AbstractThe hypersensitive response is one of the most sophisticated and efficient forms of plant defence response against fighting pathogen infection; it involves the rapid death of plant cells at and around infection sites, together with the restriction of pathogen growth. Based on a differentially expressed transcribed derived fragment previously identified from the large‐scale transcript profiling of adult‐plant wheat resistant to stripe rust – which was highly similar to the barley HvHIR3 gene – a novel hypersensitive‐induced reaction (HIR) gene from wheat infected by stripe rust pathogen, designated as TaHIR3, was identified using in silico cloning, combined with reverse transcriptase‐polymerase chain reaction (RT‐PCR) method. TaHIR3 was predicted to encode a 287‐amino acid protein with a deduced molecular weight of 31.5 kDa and a pI of 5.68. An amino acid sequence analysis of TaHIR3 demonstrated the presence of the Stomatins, Prohibitin, Flotillins, HflK/C protein domain and prohibitin homologues. A phylogenetic analysis of 17 HIR genes from different plant species indicated that the wheat TaHIR3 gene was highly homologous to the barley HvHIR3 gene, at both the cDNA and deduced amino acid levels.

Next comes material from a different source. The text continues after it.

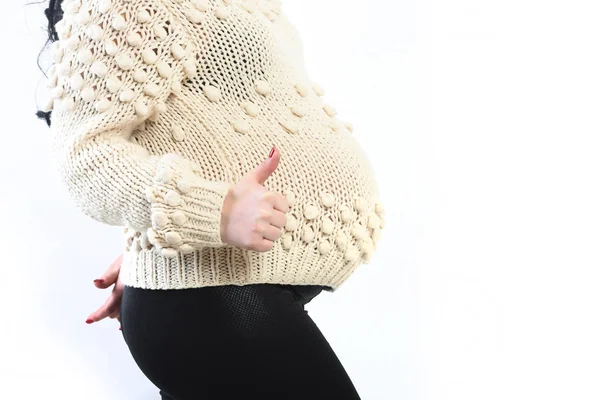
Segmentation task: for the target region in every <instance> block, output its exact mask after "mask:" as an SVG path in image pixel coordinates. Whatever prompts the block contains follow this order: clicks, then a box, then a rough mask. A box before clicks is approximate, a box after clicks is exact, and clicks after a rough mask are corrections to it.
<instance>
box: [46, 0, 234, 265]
mask: <svg viewBox="0 0 600 400" xmlns="http://www.w3.org/2000/svg"><path fill="white" fill-rule="evenodd" d="M65 3H66V10H65V12H66V13H65V16H64V18H63V20H61V22H60V23H59V24H60V26H59V27H57V28H58V29H57V31H58V33H59V39H60V40H59V42H57V44H56V45H55V46H54V52H55V60H56V62H57V64H56V68H55V69H54V72H53V74H52V75H51V76H50V83H51V85H52V86H54V88H53V92H52V95H53V98H54V109H53V113H52V114H53V118H52V132H53V140H54V142H53V150H54V155H55V158H56V161H57V164H58V167H59V170H60V174H61V176H62V178H63V181H64V182H65V184H66V187H67V188H68V190H69V193H70V194H71V196H72V197H73V199H74V202H75V203H76V204H77V206H78V207H79V208H80V209H81V210H82V211H83V212H84V213H85V214H86V215H88V216H90V217H92V218H94V219H96V220H98V221H101V222H104V223H107V224H111V225H123V226H130V227H132V228H134V229H140V230H141V229H145V228H148V227H152V228H153V229H151V230H149V231H148V233H149V239H150V241H151V242H153V244H155V245H157V246H158V247H160V248H163V249H165V250H164V251H165V252H168V251H170V252H171V253H172V251H173V250H174V249H175V250H180V251H185V250H192V249H194V248H199V247H203V246H222V245H224V243H223V242H222V240H221V235H220V223H221V211H222V206H223V202H224V198H225V196H226V195H227V193H228V191H229V189H230V187H231V186H230V185H229V184H228V183H227V182H220V181H211V180H207V179H203V178H201V177H200V176H199V175H196V174H195V172H194V171H195V168H197V166H196V165H195V164H194V163H191V162H189V161H188V160H185V159H183V158H182V157H181V156H178V155H176V154H167V155H164V156H155V155H150V154H149V153H148V151H147V150H146V149H145V148H143V147H141V146H139V145H137V144H136V143H134V142H132V141H131V140H130V136H131V134H132V132H133V130H134V129H135V127H136V126H138V125H140V124H141V123H142V122H144V121H145V120H146V119H148V118H151V117H153V116H156V114H157V113H160V112H161V111H162V110H163V109H164V107H165V102H166V100H167V98H168V97H169V96H170V95H176V94H177V91H178V89H179V88H180V84H181V81H182V80H183V79H185V78H186V77H190V76H193V75H194V74H195V72H196V71H195V65H196V51H195V50H196V49H195V48H193V47H192V45H191V43H192V42H191V41H190V40H189V38H188V34H187V32H186V30H185V27H184V25H183V24H180V23H179V22H178V20H177V18H176V17H175V16H174V15H173V14H172V13H171V12H170V11H169V10H168V9H167V8H166V7H165V6H163V5H162V3H161V2H160V1H155V2H152V3H151V5H148V6H147V7H144V9H141V10H137V9H134V7H133V6H132V5H131V4H132V3H128V2H114V1H113V2H96V1H92V0H83V1H81V6H78V7H77V6H73V4H76V5H77V4H79V2H68V3H67V2H65ZM149 16H150V17H151V18H149ZM215 175H216V174H215ZM204 176H210V173H207V171H204Z"/></svg>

Using a real‐time quantitative RT‐PCR, expression profiles of TaHIR3 in wheat leaves that had been infected with stripe rust fungus at the adult‐plant (incompatible) and seedling (compatible) stages were analysed. The results revealed that at the adult‐plant stage, TaHIR3 was significantly induced after inoculation, with the occurrence maximum induction at 48 h postinoculation (hpi). At the seedling stage, TaHIR3 was also up‐regulated as early as 12 hpi. However, the transcript amount was relatively lower than that of the adult‐plant stage.